El ataúd de Tío Miro quedó solo a las nueve de la noche. Los cirios comenzaron a deslizar parafina caliente y líquida por sus lados, al tiempo que se avivaban sus llamas. Los asistentes apiñados en la ventana por el lado de la calle sin pavimento, hablaban sin cesar del abuelo. Uno de los más jóvenes invocó el nombre de Raca y fue censurado, porque todos sabían que a él no le gustaba ese nombre, impuesto por un pueblo inculto deformador de las palabras -¿cómo confundían la palabra Rajá con una bobada sin sentido?- dijeron que decía. La voz común siguió: Participó en la organización de un grupo liberal con veteranos de la guerra. Obtuvieron resonancia provincial y lograron varias diputaciones y un gobernador. Una vez llegó al palacio de Calibio, sede de la gobernación, y por efecto de la magia que decía practicar, nadie le impidió la entrada. Lo encontró un guarda sentado en la silla del gobernador. El guarda al ver la imagen de ese hombre de barbas y cabellos largos blancos, gritó -Señor, ¿usted quién es?, esa es la silla del gobernador, ¡Salga de ahí!- Tío Miro, puso sus ojos enrojecidos en la figura del guarda. Luego de llenar el ambiente de tensión, levantó el brazo derecho, señaló el cuerpo del hombre y dijo: -Yo soy Teodomiro Hidalgo, vivo en la selva, estoy sentado en la silla de mi compadre y si no se quita de mi presencia, esta silla volará convertida en astillas punzantes contra usted, ¡impertinente!- El guarda salió de la oficina con ademán de buscar ayuda y convencido de estar frente a un loco; pero en ese momento llegó el gobernador y saludó calurosamente a Tío Miro.

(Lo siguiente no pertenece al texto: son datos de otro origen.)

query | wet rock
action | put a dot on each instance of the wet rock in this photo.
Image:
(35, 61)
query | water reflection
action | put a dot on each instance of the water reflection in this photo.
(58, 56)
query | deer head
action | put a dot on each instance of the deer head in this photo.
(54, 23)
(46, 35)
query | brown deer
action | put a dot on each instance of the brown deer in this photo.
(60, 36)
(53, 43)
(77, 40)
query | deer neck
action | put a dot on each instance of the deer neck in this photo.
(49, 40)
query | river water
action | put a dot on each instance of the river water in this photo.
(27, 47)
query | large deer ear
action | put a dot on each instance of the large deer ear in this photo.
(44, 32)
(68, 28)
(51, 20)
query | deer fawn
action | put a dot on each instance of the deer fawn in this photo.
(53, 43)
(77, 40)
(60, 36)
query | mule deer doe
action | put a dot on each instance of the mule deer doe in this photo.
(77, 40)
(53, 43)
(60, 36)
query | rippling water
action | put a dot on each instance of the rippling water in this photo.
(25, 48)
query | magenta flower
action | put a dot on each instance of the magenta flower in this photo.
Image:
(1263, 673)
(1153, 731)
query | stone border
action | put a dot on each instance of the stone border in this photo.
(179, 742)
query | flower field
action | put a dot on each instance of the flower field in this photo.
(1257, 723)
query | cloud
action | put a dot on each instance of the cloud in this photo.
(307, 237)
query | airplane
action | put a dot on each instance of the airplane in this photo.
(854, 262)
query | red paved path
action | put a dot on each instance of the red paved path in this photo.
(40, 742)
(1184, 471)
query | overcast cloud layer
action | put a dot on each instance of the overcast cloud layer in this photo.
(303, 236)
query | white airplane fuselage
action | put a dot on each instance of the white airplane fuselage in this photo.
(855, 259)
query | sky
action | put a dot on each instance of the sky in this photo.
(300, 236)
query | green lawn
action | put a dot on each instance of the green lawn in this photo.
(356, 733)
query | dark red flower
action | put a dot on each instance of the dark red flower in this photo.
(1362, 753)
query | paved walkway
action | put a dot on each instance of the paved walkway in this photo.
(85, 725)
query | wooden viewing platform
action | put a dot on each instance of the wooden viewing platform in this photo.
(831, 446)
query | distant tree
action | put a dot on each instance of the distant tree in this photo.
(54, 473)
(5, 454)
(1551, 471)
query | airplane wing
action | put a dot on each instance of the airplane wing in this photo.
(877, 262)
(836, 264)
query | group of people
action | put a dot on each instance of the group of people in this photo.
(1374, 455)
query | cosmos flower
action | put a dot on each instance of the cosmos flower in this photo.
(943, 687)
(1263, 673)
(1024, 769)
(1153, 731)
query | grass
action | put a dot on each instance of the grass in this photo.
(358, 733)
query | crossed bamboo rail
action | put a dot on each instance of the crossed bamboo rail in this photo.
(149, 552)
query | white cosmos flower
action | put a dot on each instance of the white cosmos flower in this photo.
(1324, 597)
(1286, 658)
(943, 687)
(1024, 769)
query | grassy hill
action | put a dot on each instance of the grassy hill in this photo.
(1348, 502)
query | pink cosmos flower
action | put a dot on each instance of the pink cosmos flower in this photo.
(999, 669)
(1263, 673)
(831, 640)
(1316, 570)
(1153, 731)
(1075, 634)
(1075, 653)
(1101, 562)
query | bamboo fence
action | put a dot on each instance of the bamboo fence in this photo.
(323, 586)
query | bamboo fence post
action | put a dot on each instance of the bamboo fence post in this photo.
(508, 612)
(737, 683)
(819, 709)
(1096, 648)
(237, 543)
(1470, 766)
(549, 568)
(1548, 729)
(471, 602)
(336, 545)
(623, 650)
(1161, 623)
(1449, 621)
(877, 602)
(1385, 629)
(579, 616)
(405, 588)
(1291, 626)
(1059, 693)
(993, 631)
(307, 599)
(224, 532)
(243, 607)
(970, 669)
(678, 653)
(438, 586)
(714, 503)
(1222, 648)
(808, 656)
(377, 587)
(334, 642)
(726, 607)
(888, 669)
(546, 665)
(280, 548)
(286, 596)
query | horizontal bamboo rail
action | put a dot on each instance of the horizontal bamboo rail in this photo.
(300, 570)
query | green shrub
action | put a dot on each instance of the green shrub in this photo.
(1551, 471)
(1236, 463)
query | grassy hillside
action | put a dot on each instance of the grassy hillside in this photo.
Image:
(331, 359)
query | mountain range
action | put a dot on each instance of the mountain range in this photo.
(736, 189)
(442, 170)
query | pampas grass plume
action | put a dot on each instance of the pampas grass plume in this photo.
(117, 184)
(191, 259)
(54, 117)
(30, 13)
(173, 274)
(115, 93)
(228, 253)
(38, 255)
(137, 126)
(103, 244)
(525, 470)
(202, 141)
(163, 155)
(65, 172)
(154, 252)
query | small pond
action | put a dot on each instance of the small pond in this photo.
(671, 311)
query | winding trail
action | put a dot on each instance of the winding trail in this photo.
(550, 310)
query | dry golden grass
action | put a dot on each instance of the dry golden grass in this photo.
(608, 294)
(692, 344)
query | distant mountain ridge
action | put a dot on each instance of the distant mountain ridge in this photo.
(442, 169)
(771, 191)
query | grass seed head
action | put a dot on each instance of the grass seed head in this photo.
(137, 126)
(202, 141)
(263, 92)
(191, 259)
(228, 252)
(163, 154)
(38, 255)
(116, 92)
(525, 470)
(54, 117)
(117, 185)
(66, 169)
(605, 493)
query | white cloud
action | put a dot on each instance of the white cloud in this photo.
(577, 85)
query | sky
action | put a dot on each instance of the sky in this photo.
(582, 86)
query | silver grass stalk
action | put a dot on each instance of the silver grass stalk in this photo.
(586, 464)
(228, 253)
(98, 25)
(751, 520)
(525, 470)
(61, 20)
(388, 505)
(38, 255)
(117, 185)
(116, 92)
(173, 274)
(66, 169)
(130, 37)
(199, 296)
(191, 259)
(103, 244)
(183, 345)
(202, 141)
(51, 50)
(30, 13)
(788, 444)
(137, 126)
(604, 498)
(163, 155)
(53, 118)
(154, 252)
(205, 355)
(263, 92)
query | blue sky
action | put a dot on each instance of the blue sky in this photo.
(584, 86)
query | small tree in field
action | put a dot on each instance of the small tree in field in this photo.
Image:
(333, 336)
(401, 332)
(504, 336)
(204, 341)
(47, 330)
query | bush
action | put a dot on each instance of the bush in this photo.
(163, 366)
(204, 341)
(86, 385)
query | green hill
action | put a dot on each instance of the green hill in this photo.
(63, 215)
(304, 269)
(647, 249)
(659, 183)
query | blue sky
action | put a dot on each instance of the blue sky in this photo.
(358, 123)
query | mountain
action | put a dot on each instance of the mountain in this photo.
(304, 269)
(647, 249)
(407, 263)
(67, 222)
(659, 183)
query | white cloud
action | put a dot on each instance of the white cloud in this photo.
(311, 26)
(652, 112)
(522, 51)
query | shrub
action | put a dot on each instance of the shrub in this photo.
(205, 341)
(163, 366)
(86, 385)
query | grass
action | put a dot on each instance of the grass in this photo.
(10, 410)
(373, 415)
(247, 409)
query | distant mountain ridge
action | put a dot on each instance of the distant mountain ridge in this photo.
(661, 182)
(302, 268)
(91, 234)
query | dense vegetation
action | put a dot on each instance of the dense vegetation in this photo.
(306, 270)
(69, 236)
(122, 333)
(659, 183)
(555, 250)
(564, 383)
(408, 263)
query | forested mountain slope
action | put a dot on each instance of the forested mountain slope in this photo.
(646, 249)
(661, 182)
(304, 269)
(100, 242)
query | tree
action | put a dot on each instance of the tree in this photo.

La noche estaba serena. Una mujer morena de carnes templadas, vestida de faldas ligeras, trajo café en una jarra de peltre. Todos bebimos. La invocación de los hechos del abuelo continuó. Uno de los nietos con grado universitario, comenzó a hablar… la casa de Tío Miro estaba en el piedemonte del cerro Quitasol. Era una construcción en claustro con un cultivo en el centro de yerbas medicinales. La gente lo consultaba en busca de remedios para sus males. Tenía siempre pócimas, para todas las enfermedades. Le llevaron un señor de unos sesenta años con una llaga insanable en un costado. El abuelo, se ató el cabello en cola con un paño rojo, cortó una hoja de henequén, la trituró sobre una piedra cóncava con una mano también de piedra. Sacó un jugo verde y lo envasó. Hizo tender el paciente sobre un camastro. Esparció el líquido sobre la llaga con un grumo grueso de algodón. El paciente, gimió de dolor y el abuelo con rapidez retiró el líquido con abundante agua potable. Un par de semana después el paciente se agravó. Fue llevado de urgencia a un hospital y al abuelo la policía lo hizo perder un tiempo. Cundo volvió Tío Miro, tuvimos miedo de él. El color rojo de sus ojos se intensificó. El cabello y la barba más largos, le dieron un aspecto solemne. Hablaba sin cesar de la inmortalidad, de la reencarnación, de la meditación, del poder de la palabra ancestral. Su bastón se había enriquecido con cuentas de colores y amuletos. Al hablar levantaba el bastón como un Moisés que abre el mar Rojo y terminaba reafirmando su inmortalidad.

El universitario calló. Todos entraron a la casa en tropel, rodearon el ataúd. Miraron con fijeza el rostro rígido del abuelo como si no creyesen en la muerte de Teodomiro.